The Food Chain
19th October 2010
"It was the Law of the Sea, they said. Civilization ends at the waterline. Beyond that, we all enter the food chain, and not always right at the top." ~ Hunter S. Thompson
"The greatest thing about man is his ability to transcend himself, his ancestry and his environment and to become what he dreams of being." ~ Tully C. Knoles
There's kind of a food chain in milongas when it comes to the cabeceo. First let's consider the people near the top and the people near the bottom.
Obviously being a good dancer helps immensely, but another factor is how often you go to a place.
Known knowns and unknown knowns
There are two extremes. People who are known at a venue and people who aren't.
Take people who are known at a venue. They're on the whole more relaxed about getting dances. Simply because they know people, they're going to get dances. As an added bonus they'll have a good idea of what dancing with the other regulars entails. While this isn't quite so useful in scenes such as Modern Jive, where anyone can ask anyone and expect a "yes", in tango it's quite powerful.
Go to a venue where there's enough people you enjoy dancing with and you're going to be dancing all night and you won't have to risk bad dances with strangers. Likewise you're probably much more relaxed about chatting to friends if you don't particularly like a tanda of songs. It also probably means you've got more time to watch people who are new to the venue and decide whether you'd like to dance with them or not, or indeed ask other people you know what they think. In fact it's not unusual to get warnings or recommendations from friends, and if they dance multiple tandas, that's usually a good sign.
So again when you do decide to cabeceo someone who's new, you're in a relaxed place. Even if they say "no" there's plenty of people you know who will say "yes".
(Interestingly, being "known" and being "a regular" aren't quite the same thing. Someone who's known at a venue but doesn't go there much may actually find themselves in greater demand because of that.)
Mike Traceur: You know what confuses me?
K.I.T.T.: There are not enough hours in the day to list all the things that confuse you.
Now consider someone who's new to a venue. They don't have the above to fall back on. They're probably going to have a harder time getting dances with the regulars. And even if they are a good dancer, they still need to dance with someone else who's a good dancer to show that - it's a vicious circle.
This was something that puzzled me about the BAs idea. How did someone who's new to a milonga ever get that first dance? "Taxi" dancers seem to be the current solution to both showcase you and introduce you. But surely there must be another way?
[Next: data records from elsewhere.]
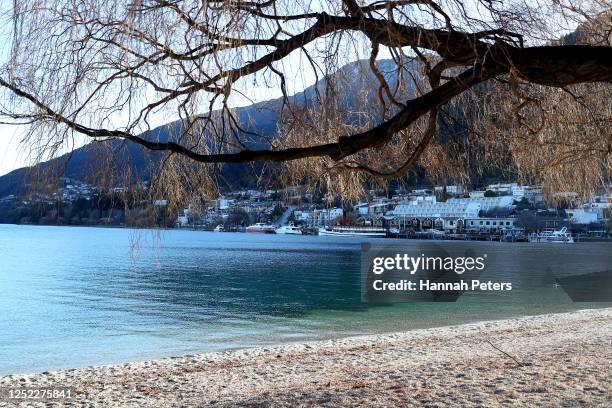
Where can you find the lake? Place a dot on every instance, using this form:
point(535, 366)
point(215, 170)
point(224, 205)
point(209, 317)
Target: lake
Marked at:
point(77, 296)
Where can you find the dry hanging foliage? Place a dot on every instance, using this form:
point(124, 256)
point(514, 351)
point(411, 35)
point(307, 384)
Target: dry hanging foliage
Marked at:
point(465, 85)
I've heard the idea of going to the class before the milonga to get to know people, but that's only going to work up to a certain point and often isn't practical anyway.
A solution is to look around and work out who else is there who's new too. And start with them. Hopefully that'll then let you work your way up the Food Chain and get dances with everyone else.
Expanding this idea somewhat, when you go to a venue, have an idea of where you sit on the Food Chain. If you're new to a venue it's natural to look around and see if there's anyone you know - tango dancers tend to migrate quite a bit. But if there isn't, it's worth while sitting down for a bit and working out who the regulars are and who else is new. Once you've got that figured out, you now need to divide them into two groups. Those who want to dance and those who are more cautious. So if you're new to a venue, start with those who are also new and want to dance and work your way up the food chain.
The Food Chain is as follows:
(for simplicity I've left out how good they are)
- Known (and liked) at venue - cautious about who they dance with
- Unknown at venue - cautious about who they dance with
- Known (and liked) at venue - dances with anyone
- Unknown at venue - dances with anyone
What I think often goes wrong is that people who are new to a venue try to choose people almost at random, or with criteria that will give you random results on the food chain (for example, their shoes, or how pretty they are). So the amount of dances you get varies wildly and is largely a matter of luck. Using this method, you drastically improve the odds in your favour.
K.I.T.T.: I am still learning about the complexities of friendship, but I would be honored to count you as mine.
Mike Traceur: Every cowboy needs a sidekick.
K.I.T.T.: I would not sell yourself short Michael. You are much more than a horse
Mike Traceur: Hey, sense of humor. That's new.
It's often possible to circumvent this through socializing, but it depends on a lot on the milonga and on the whole, the food chain is still a good representation of how easy it is to do this.